For with the heart man believeth unto
The apostle here explains the nature and use both of faith and confession; as true faith does not lie in the bare assent of the mind to the Gospel, or any truth contained in it, respecting the person and office of Christ, so neither does it lie, as not in the brain, so not in the tongue, but in the heart; it is not a notional knowledge of things to be believed; nor is it saying that a man believes; but it is heart work, a believing with all the heart; such a faith in which all the powers of the soul, the understanding, will, and affections, are concerned, it is a seeing of the Son, a beholding of the glory, fulness, suitableness, ability, and willingness of Christ as a Saviour, with the eye of the understanding spiritually enlightened; it is a going out of the soul to Christ, in various acts, such as venturing into his presence, prostrating itself at his feet, resolving if it perishes it will perish there; a giving up itself unto him, determining it will have no other Saviour, leaning and relying on him, and living upon him; which faith works by love to Christ, moves the affections, stirs up the desires of the soul to his name, and endears him and all that belong to him to it.
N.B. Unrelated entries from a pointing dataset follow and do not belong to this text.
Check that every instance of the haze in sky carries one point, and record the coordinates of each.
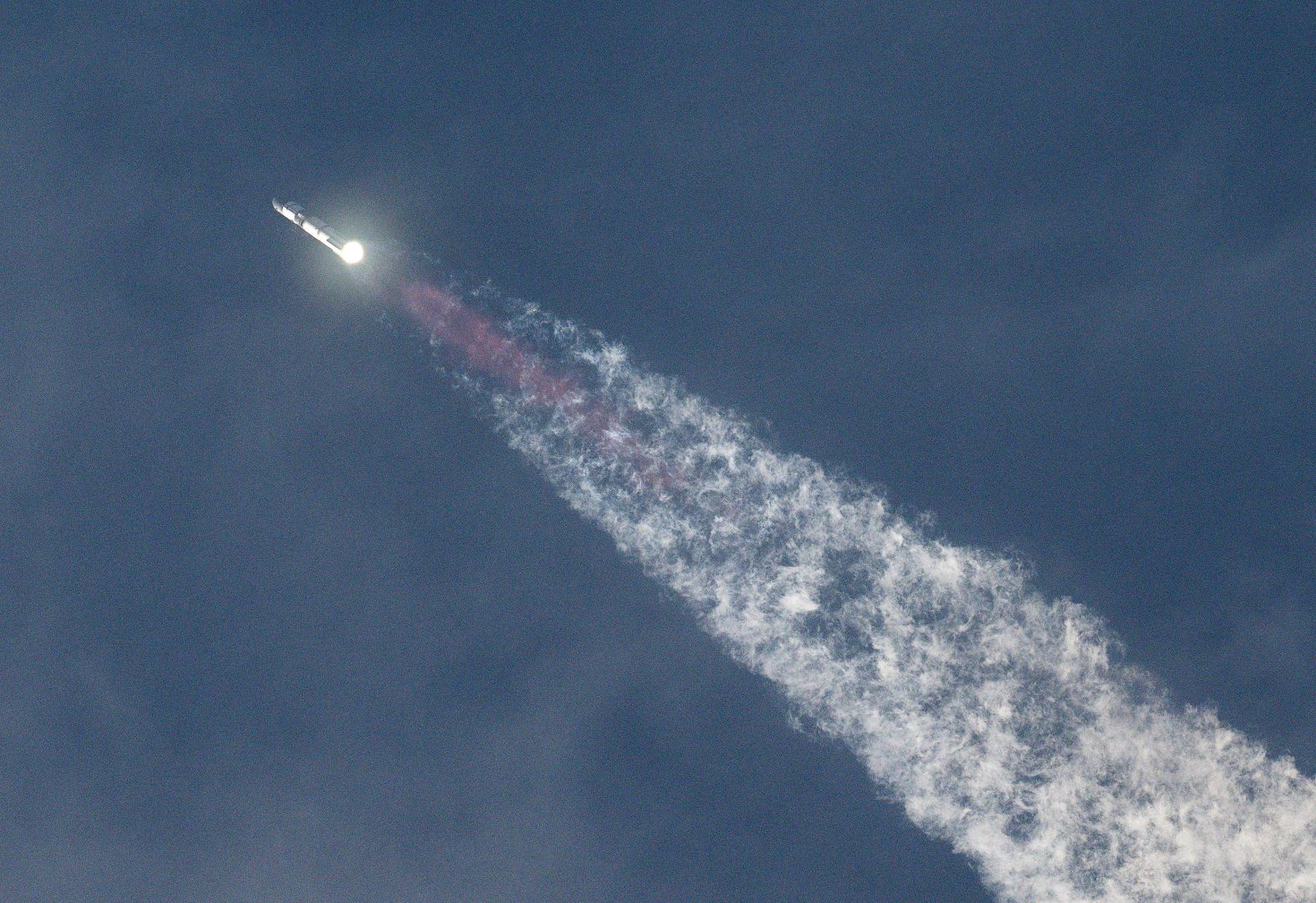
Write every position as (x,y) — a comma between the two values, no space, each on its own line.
(287,621)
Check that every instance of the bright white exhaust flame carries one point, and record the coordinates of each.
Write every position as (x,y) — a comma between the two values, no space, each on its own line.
(994,715)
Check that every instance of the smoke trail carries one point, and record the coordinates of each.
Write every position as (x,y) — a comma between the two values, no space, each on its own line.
(994,715)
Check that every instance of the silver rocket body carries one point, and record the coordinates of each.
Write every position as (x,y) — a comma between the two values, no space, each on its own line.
(349,251)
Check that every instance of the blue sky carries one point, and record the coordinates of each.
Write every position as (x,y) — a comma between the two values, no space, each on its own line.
(286,621)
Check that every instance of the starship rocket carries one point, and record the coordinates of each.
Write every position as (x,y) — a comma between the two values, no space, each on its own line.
(351,251)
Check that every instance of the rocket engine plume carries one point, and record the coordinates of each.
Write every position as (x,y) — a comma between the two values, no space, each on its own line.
(995,717)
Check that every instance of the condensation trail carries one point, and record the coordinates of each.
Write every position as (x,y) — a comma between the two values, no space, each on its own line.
(994,715)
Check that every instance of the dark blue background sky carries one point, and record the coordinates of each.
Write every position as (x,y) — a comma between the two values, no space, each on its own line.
(282,620)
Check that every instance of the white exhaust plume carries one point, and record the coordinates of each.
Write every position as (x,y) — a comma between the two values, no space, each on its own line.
(995,717)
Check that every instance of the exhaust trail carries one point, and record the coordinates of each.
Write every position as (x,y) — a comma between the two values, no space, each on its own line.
(995,717)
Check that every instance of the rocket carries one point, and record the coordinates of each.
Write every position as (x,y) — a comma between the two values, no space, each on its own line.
(351,251)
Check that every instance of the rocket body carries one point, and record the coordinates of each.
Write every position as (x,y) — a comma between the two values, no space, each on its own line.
(349,251)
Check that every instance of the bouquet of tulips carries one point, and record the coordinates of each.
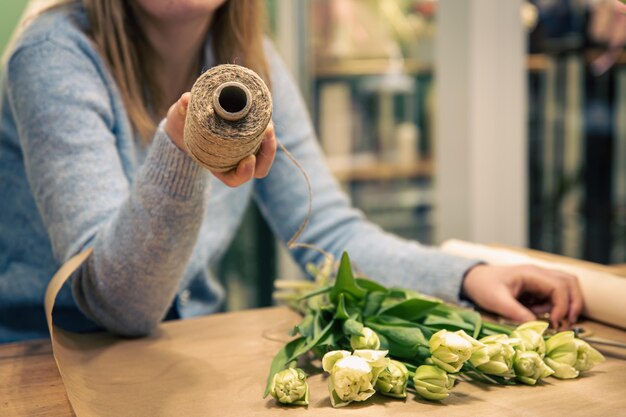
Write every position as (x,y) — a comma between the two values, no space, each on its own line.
(392,340)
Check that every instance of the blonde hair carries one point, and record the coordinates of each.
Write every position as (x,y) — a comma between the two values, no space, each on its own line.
(237,38)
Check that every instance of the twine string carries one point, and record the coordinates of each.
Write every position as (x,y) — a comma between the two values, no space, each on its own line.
(229,110)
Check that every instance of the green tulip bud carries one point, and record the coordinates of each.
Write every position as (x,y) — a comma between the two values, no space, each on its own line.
(393,379)
(368,340)
(530,335)
(432,382)
(450,350)
(561,355)
(289,387)
(587,357)
(496,357)
(353,376)
(529,367)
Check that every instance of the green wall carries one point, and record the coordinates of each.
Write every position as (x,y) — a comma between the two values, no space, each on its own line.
(10,12)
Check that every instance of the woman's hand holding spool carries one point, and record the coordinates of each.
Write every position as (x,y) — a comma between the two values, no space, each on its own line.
(252,166)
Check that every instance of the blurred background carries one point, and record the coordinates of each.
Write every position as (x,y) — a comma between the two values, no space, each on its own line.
(486,120)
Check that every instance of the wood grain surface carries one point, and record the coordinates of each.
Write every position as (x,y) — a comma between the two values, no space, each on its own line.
(233,351)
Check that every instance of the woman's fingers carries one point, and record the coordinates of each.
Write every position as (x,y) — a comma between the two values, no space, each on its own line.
(562,290)
(265,156)
(576,295)
(240,175)
(513,291)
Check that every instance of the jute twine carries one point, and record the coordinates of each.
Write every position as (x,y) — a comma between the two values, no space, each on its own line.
(229,110)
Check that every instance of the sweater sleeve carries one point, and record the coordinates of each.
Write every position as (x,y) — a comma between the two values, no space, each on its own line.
(142,233)
(335,226)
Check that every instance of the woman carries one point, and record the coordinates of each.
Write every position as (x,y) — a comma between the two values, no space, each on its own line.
(85,165)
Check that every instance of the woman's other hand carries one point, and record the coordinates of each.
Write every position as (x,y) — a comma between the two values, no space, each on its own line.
(252,166)
(521,291)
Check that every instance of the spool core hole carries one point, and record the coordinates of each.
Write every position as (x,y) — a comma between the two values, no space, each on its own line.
(233,99)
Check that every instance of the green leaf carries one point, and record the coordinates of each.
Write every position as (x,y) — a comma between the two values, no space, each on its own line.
(452,324)
(474,318)
(373,302)
(281,359)
(352,327)
(345,282)
(402,341)
(310,343)
(370,285)
(411,309)
(341,312)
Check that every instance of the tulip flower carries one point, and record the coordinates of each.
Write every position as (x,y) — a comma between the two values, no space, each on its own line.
(432,382)
(587,357)
(529,367)
(530,335)
(289,387)
(368,340)
(393,379)
(496,358)
(561,355)
(450,350)
(353,376)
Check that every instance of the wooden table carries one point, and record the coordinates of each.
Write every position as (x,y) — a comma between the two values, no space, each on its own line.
(30,384)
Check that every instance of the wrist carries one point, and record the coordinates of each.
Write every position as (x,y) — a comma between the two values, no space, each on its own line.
(468,279)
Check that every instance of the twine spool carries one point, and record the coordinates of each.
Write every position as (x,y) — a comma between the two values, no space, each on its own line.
(229,110)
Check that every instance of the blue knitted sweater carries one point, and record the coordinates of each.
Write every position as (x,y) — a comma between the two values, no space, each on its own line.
(74,175)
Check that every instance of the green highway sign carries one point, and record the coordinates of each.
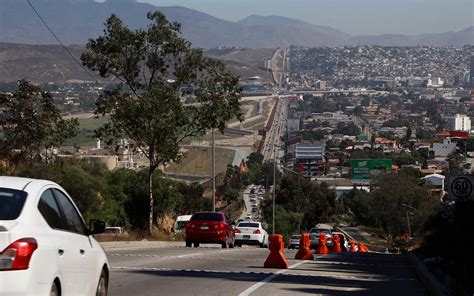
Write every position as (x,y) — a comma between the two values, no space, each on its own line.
(460,187)
(367,169)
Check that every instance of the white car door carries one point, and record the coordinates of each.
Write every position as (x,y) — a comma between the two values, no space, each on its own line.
(70,260)
(84,270)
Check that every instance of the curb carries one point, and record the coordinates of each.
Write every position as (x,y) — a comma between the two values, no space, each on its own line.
(427,278)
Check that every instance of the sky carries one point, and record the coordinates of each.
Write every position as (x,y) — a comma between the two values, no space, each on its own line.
(356,17)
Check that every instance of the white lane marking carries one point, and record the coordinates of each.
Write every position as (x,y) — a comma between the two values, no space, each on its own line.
(269,279)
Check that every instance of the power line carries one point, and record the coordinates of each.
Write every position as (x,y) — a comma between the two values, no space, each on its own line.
(60,42)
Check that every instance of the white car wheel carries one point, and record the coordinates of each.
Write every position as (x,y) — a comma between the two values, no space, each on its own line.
(102,286)
(54,290)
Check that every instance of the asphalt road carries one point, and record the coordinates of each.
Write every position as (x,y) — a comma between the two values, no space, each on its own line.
(210,270)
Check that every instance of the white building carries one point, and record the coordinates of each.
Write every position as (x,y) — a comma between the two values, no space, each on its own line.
(459,123)
(444,149)
(293,125)
(310,151)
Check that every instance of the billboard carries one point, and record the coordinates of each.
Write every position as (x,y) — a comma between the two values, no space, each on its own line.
(366,169)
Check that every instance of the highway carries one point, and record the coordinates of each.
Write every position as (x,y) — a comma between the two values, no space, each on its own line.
(210,270)
(277,129)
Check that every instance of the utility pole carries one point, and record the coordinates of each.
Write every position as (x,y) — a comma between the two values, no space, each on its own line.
(213,172)
(408,218)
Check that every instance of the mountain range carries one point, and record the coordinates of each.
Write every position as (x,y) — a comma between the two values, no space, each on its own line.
(75,21)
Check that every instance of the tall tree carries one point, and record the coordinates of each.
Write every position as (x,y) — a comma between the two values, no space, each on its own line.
(30,123)
(153,65)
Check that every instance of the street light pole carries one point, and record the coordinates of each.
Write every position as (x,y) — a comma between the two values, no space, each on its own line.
(274,188)
(213,172)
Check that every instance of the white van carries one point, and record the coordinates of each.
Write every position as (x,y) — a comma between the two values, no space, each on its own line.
(180,224)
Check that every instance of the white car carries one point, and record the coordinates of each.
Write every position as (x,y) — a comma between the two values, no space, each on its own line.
(251,233)
(45,246)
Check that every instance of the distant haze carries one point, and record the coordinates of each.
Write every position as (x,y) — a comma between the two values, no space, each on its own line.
(356,17)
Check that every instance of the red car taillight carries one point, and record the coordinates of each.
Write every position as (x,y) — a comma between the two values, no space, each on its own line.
(17,255)
(219,226)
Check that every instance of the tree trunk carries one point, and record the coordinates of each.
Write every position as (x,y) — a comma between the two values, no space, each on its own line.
(150,188)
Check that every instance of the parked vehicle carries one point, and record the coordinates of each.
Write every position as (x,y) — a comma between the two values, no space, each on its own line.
(314,235)
(343,241)
(209,227)
(294,242)
(180,224)
(45,246)
(251,233)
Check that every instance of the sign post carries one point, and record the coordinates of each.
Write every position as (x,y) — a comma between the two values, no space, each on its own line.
(461,190)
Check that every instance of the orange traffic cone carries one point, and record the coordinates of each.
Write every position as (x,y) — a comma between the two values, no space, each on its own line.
(363,248)
(336,244)
(353,249)
(322,248)
(276,259)
(304,253)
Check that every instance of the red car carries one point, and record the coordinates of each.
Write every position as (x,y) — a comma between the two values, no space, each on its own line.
(209,228)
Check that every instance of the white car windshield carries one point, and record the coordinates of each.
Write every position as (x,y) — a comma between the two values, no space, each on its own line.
(247,224)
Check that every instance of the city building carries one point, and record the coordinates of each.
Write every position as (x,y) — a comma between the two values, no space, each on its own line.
(309,152)
(458,123)
(444,149)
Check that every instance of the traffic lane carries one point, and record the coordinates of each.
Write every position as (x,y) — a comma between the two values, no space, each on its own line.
(350,273)
(248,259)
(360,274)
(181,282)
(139,257)
(215,272)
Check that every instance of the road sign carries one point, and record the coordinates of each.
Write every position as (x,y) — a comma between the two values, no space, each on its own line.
(461,187)
(366,169)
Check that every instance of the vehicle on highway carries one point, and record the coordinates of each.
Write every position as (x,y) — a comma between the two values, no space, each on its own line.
(180,224)
(314,235)
(251,233)
(45,246)
(343,241)
(294,241)
(209,228)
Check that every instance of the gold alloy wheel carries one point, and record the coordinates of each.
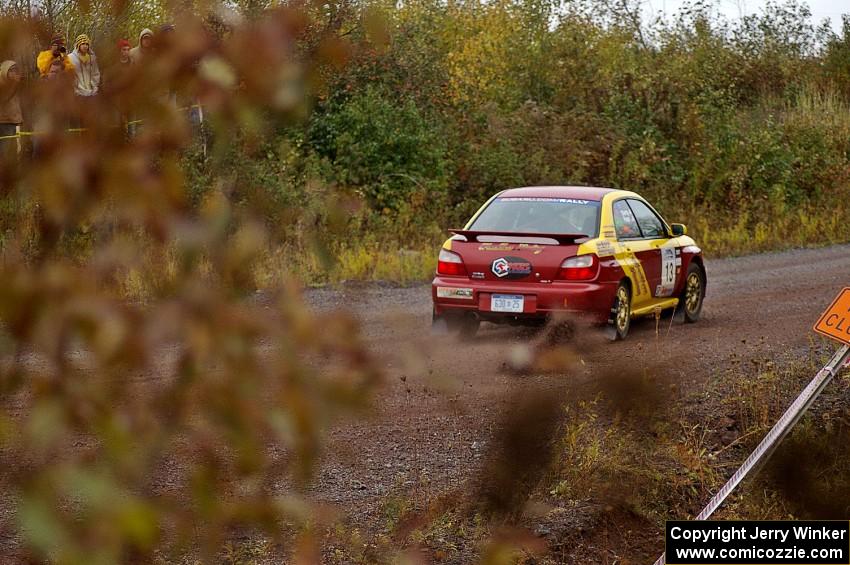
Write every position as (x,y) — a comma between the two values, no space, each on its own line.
(622,309)
(693,291)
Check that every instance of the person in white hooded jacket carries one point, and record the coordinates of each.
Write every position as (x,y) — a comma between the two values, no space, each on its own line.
(87,73)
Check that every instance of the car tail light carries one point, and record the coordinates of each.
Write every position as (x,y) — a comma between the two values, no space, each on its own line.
(450,263)
(579,268)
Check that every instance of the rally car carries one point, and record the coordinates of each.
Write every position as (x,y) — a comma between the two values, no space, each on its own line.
(599,253)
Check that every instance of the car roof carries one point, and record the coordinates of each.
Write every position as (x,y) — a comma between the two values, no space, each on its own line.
(582,192)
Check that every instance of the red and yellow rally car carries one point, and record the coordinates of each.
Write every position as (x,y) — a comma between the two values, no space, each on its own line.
(601,253)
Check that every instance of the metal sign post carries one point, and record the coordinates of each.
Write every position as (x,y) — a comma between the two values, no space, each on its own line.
(835,323)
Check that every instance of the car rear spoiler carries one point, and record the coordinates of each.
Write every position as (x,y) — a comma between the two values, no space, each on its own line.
(561,238)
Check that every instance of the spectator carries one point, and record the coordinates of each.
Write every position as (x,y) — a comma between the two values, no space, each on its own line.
(10,105)
(144,48)
(87,81)
(57,52)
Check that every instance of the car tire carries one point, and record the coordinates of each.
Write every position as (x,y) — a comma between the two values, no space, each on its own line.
(621,313)
(693,294)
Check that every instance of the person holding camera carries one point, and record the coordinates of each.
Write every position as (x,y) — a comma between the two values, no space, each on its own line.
(10,110)
(57,52)
(144,48)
The use of this grace is, "unto righteousness"; it is not instead of one, for faith is not our righteousness; nor is it in order to work out one, for this grace puts a soul on renouncing its own righteousness; but its use is to receive one, even the righteousness of Christ, which when it spies, it admires, receives, lays hold on, and rejoices in looking on itself as righteous through this righteousness, and so has peace with God through Christ:
and with the mouth confession is made unto
This is to be understood not of confession of sin, though that is proper and requisite to be made, both with respect to the participation, and enjoyment of salvation, particularly pardoning grace and mercy, and to an admission to Gospel ordinances; but of confession of Christ, as appears from the preceding verse, which lies in a frank and open acknowledgment of what Christ is in himself, as that he is truly and properly God, the Son of God, the true Messiah, the Mediator between God and man, and the only Saviour of lost sinners, and of our faith in him, with respect to ourselves, to our pardon, justification, acceptance and salvation in him and through him; in ascribing the whole of our salvation to him, and giving him the glory of it; in declaring to the churches of Christ what he has done for our souls, and in subjecting ourselves to his ordinances. This confession must be made both by words and facts, must be open, visible, and before men; and also real, hearty, and sincere, the words of the mouth agreeing with the experience of the heart; and such a good profession made before God, angels, and men, highly becomes all that believe with the heart. This was the practice of the primitive saints; yea, all nations own, acknowledge, and profess the God they worship; and should not we confess our God, Saviour and Redeemer? Christ himself confessed a good confession before Pontius Pilate, and is the Apostle and High Priest of our profession. So to do, makes both for the glory of God, and for our own real good and advantage. Yea, it is "unto salvation"; not as a cause of it, for Christ alone is the author of eternal salvation; but a sincere and well made confession of Christ points out to all that know us where and from whom we expect to have salvation; it is what lies in the way, and is to be taken up by all that believe in Christ, and to be held fast without wavering until we receive the end of our faith, even the salvation of our souls.